The conference, which runs from November 8 until November 9, in Dubai, brings together an international audience of over 300 leading specialists to discuss the latest trends, developments, threats, and solutions relating to illicit trade and counterfeiting across industries.

Speaking to IOL on Thursday, former General Director of Fiscal and Customs Police in Colombia and founder and CEO of Strategos BIP, Juan Carlos Buitrago, emphasised that collaboration and action were the keys to eradicating this black market.

Strategos BIP is a consulting firm that specialises in intelligence and security risk management.

Previously, Buitrago said SA’s illicit trade is its biggest threat.

With 33 years of experience and knowledge within law enforcement, he said there were many factors which see the trend of illicit trading spiral such as society, economy, and government.

Previously, he said illicit trade is revenue growth for organised crime, and much like organised crime has become rampant in South Africa, Colombian cartels are known across the world and this funding for organised crime comes from illicit trading.

He said criminals thrive on three factors: the fragility of the State, corruption, and the power of crime.

“The power of criminality. Mafias are always chasing and checking how they can take political and economic power. Criminals want more control of the national supply chain,” he said.

He said resources, regulations, and policies are needed to tackle the strong relationship between counterfeiting and illicit trading.

Bruitrago said many times that a lack of monitoring also results in criminals easily getting away with illicit trades.

According to figures, the cost of corruption across the world is $3.3 trillion.

He explained how criminals would bribe their way through and go to the extent of killing police officers, politicians, and judicial figures to penetrate those authorities that hamper their trading.

“With the information we have, corruption is highly ranked, and Pakistan, South Africa, and Colombia top the list. Corruption is a fuel in this industry.

“One of the key factors in preventing this is combating and dismantling these organisations from the root.

"But the problem we have is assigning this. The idea is to go from coordination to integration. We have to take action. With practical, efficient, harmonic, and specific indications to go from coordination to integration, along with unique leadership that integrates all these efforts,” Bruitrago said.

He shared four ways this could be implemented:

1. Being tactical’

2. Taking the assets from organised crime groups

3. Taking the money from organised crime groups

4. Enhancing intelligence

Bruitrago said while it is fruitful to manage our borders, he has also urged for detailed strategies to be applied, both nationally and locally.

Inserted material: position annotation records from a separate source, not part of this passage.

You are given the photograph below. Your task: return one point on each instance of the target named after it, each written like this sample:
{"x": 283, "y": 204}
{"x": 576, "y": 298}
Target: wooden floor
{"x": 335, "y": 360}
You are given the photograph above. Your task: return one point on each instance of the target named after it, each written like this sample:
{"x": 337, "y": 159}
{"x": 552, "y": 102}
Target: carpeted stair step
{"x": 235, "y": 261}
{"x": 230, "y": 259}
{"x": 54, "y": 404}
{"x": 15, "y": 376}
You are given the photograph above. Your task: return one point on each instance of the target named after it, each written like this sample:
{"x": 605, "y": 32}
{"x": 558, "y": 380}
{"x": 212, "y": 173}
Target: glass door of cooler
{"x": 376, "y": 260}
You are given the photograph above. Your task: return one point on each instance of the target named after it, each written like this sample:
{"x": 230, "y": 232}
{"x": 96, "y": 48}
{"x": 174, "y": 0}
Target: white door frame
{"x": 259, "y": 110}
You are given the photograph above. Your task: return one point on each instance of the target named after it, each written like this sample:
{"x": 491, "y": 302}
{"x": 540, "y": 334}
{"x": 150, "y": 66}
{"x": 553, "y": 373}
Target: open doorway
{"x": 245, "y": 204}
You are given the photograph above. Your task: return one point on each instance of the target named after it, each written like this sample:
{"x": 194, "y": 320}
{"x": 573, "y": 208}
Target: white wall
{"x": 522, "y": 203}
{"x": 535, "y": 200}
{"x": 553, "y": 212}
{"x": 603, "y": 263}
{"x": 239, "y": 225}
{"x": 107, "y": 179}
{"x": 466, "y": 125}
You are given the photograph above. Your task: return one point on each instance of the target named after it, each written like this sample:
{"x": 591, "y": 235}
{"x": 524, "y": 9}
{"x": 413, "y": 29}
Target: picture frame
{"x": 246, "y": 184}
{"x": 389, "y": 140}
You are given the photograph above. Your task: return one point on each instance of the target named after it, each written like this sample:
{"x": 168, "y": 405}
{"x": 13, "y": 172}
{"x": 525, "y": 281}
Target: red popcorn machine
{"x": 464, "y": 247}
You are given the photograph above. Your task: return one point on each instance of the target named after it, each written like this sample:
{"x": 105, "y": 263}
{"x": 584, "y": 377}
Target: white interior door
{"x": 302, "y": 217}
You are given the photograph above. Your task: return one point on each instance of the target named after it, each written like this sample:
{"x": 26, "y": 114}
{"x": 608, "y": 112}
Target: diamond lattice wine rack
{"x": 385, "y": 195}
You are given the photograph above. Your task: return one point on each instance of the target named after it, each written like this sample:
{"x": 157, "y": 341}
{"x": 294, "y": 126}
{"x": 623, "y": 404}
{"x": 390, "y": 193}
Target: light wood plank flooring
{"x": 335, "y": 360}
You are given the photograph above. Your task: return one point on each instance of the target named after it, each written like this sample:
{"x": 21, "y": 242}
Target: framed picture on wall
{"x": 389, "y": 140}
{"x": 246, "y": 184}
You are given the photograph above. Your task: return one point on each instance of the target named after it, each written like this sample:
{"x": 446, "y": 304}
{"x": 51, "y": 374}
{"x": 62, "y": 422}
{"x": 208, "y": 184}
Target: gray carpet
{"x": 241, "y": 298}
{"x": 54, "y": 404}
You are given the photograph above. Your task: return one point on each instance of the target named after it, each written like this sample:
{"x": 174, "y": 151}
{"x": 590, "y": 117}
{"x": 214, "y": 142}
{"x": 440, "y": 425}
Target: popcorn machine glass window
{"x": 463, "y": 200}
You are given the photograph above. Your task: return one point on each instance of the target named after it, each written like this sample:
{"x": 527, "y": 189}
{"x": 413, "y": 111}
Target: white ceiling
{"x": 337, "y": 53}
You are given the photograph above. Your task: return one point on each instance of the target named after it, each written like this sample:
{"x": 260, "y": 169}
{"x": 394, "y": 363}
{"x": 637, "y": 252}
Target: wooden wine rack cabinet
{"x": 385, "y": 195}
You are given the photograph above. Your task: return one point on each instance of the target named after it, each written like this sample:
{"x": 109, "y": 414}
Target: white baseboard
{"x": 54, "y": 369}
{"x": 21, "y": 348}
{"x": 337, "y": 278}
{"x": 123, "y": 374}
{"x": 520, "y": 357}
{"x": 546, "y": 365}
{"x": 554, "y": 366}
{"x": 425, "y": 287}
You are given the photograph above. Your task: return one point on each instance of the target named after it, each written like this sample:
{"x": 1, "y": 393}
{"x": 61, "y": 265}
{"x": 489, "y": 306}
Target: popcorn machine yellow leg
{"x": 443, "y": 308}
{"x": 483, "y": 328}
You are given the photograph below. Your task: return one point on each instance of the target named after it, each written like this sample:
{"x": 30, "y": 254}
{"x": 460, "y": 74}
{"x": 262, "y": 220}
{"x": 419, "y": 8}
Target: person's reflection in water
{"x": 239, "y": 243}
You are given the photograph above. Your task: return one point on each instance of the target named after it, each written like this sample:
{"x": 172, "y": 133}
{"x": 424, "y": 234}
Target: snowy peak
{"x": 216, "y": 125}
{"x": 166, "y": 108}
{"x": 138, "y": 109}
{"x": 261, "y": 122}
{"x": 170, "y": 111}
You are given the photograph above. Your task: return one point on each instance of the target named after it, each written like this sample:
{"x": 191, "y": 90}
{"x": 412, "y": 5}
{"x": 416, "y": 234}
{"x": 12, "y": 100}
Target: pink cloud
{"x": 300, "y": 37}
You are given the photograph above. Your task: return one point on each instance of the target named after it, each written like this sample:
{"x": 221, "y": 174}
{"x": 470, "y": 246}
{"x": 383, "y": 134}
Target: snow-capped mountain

He has since become the leader of an alliance between countries that are now following these guidelines to combat illicit trading and counterfeiting.

COEPA (Colombia, Ecuador, and Panama) has formed an alliance, and this is promoted by not only the private sector but also the United Nations University, among others.

The alliance was created in December 2022 in Panama, and the grouping, which consists of roleplayers from all sectors within the countries, met last month in Columbia and is expected to meet next week in Ecuador.

“The idea is to enhance and have specific investment with the support of the private sector and, in turn, for action to be taken by authorities,” Bruitrago said.

He said South Africa and Colombia suffer the same costs due to illicit trade.

The South African Revenue Service (SARS) estimates that illicit trade costs the South African economy R100 billion annually.

But Bruitrago said they will be forming two more alliances.

Mexico, Guatemala, and El Salvador will form an alliance, and in the south, Argentina, Uruguay, Paraguay, and Brazil will form an alliance.

“These three alliances will be to prevent organised crime and illicit trading.

“This is not just about talking. This is about taking action,” Bruitrago added.